Thunderstorms

Three ingredients are needed for thunderstorms to occur: Moisture, Instability, and Lift.

Moisture can come from any nearby body of water, or by moist ground conditions.

Instability occurs when air pockets rise faster than the environment around them.

Lift can be achieved by a frontal passage, thermals, and/or convergence.

Thunderstorms can produce several hazards to aviation.  These include, but are not limited to:

- Lightning

- Large hail

- Turbulence

- Icing

- Tornadoes

- Downbursts

Often, multiple hazards can develop quickly.  As a result, pilots should avoid flying in or near thunderstorms.
 

Lightning is actually not as much of a hazard to aviation as people think it is, because aircraft are equipped with static discharge arrestors.  In fact, very few crashes have occurred due to lightning striking an aircraft.  Still, it is important to know that a plane does not need to be in or right near a thunderstorm for lightning to occur.  Lightning can come out of the anvil and strike an object several miles away.

Hail occurs when chunks of ice develop from strong thunderstorm updrafts reaching above the freezing level.  When hail becomes too large and heavy for the updraft to support it, it falls to the ground.  Once the hailstone falls below the freezing level, it begins to melt.  If it is substantially large, it will remain mostly intact by the time it reaches the ground.  Hail is much larger in the thunderstorm cloud than the ground, which can produce a major hazard to aircraft.

Turbulence can occur above a developing thunderstorm, or in the vicinity of a thunderstorm due to the rapid velocity of the updraft.  Oftentimes, severe to extreme turbulence is reported near thunderstorms.  Turbulence has been known to occur several hundred miles downstream, so it is wise to give them plenty of distance, especially at higher flight levels.

Icing can occur in the mid to upper levels of a thunderstorm.  Because of the strong updrafts and abundant moisture, moderate to severe icing with large drops can occur rapidly within a thunderstorm.

Downbursts occur beneath the base of a thunderstorm when rain and rain-cooled air drops rapidly down to the ground.  When it reaches the ground, it spreads out violently in all directions, causing localized vortices and wind shear to develop.  This is especially hazardous to aircraft because a plane may experience lift at one moment, followed by rapid descent during the next.

Thunderstorm Life Cycle

Thunderstorm Types

Airmass thunderstorms, often called "popcorn" or pulse-type storms occur most often during the mid-late summer.  They usually have a lifetime of about 30 minutes and don't move much.  As a result, they can be easily avoided.  However, they can produced localized downbursts and occasionally, large hail.

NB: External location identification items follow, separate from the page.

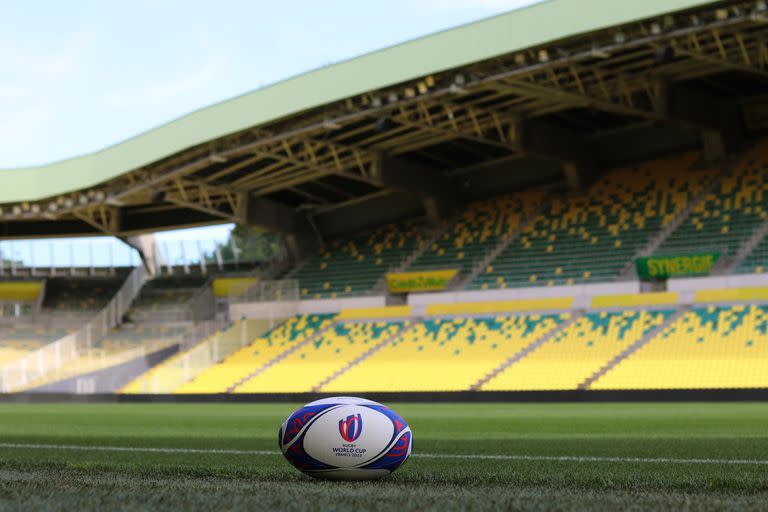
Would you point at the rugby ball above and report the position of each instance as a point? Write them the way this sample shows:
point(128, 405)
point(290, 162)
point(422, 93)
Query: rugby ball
point(345, 438)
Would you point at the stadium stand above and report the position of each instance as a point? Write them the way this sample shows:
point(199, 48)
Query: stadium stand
point(729, 214)
point(241, 364)
point(165, 299)
point(708, 347)
point(444, 354)
point(479, 227)
point(571, 356)
point(756, 262)
point(592, 237)
point(78, 296)
point(352, 266)
point(186, 364)
point(321, 357)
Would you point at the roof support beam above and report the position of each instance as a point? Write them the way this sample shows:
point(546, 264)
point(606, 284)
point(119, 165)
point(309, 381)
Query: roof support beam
point(714, 117)
point(437, 192)
point(546, 140)
point(300, 235)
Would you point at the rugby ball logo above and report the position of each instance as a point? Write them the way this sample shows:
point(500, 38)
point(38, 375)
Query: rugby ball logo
point(351, 427)
point(345, 438)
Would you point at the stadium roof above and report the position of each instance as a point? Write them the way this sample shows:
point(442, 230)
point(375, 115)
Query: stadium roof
point(409, 116)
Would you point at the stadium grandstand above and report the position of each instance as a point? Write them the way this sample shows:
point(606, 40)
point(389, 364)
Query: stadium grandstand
point(580, 207)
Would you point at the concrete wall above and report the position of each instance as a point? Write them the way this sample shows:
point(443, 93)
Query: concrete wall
point(109, 379)
point(582, 293)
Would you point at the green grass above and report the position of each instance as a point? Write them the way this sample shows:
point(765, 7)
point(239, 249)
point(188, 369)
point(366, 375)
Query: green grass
point(57, 479)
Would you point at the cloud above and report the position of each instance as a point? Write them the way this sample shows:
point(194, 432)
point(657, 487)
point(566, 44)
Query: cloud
point(23, 124)
point(162, 92)
point(12, 92)
point(490, 5)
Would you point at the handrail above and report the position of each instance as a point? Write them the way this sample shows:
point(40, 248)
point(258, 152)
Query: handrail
point(34, 366)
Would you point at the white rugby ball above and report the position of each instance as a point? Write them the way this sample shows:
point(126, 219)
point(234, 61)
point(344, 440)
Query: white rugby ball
point(345, 438)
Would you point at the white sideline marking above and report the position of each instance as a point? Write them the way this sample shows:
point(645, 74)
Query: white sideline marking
point(532, 458)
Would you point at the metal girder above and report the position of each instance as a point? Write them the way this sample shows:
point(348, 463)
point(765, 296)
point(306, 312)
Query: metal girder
point(738, 51)
point(580, 86)
point(452, 120)
point(213, 200)
point(104, 218)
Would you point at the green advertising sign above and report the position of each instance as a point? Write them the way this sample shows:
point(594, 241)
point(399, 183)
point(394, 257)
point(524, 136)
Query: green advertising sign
point(662, 267)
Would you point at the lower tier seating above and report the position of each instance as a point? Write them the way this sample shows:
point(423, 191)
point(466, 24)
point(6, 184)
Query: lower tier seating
point(706, 347)
point(444, 354)
point(321, 357)
point(575, 354)
point(239, 365)
point(712, 347)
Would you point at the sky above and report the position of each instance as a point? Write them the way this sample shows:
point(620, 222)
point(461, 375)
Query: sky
point(80, 75)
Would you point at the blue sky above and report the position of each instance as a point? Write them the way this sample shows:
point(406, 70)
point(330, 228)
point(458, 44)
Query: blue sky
point(80, 75)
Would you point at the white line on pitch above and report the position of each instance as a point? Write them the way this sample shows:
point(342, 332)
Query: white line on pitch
point(531, 458)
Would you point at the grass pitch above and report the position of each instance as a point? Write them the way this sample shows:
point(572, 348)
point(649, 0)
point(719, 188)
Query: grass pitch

Multi-cell clusters occur when a cluster of airmass cells dissipate and spawn new cells nearby or adjacent to their location. Individual cells can last 20-30 minutes, but the entire cluster can last for several hours as long as new cells develop.  Oftentimes, these can block major airways or intersections and should be avoided.  These often produce locally strong wind gusts and severe-extreme turbulence at altitude.

Multi-cell lines (also known as squall lines) can span hundreds of miles and effectively block airways.  They can last for several hours and move rapidly.  These can produce strong downbursts with LLWS and severe-extreme turbulence.  Sometimes a thunderstorm line will appear to have breaks in and look safe to fly through.  However, these breaks can fill in rapidly, and have been responsible for numerous aircraft accidents.  If a squall line is blocking a pilot's flight path, it is advised that they alter their route or land and allow the storm to pass.

Supercells are most common in the spring or fall, but can occur during the winter in the southeastern US.  They typically last four to six hours and produce large tornadoes, hail, and damaging downbursts.  Although they are known as the king of thunderstorms, pilots can usually deviate around these storms if they are spread out.  However, several supercells that are close to each other can eventually merge into a squall line.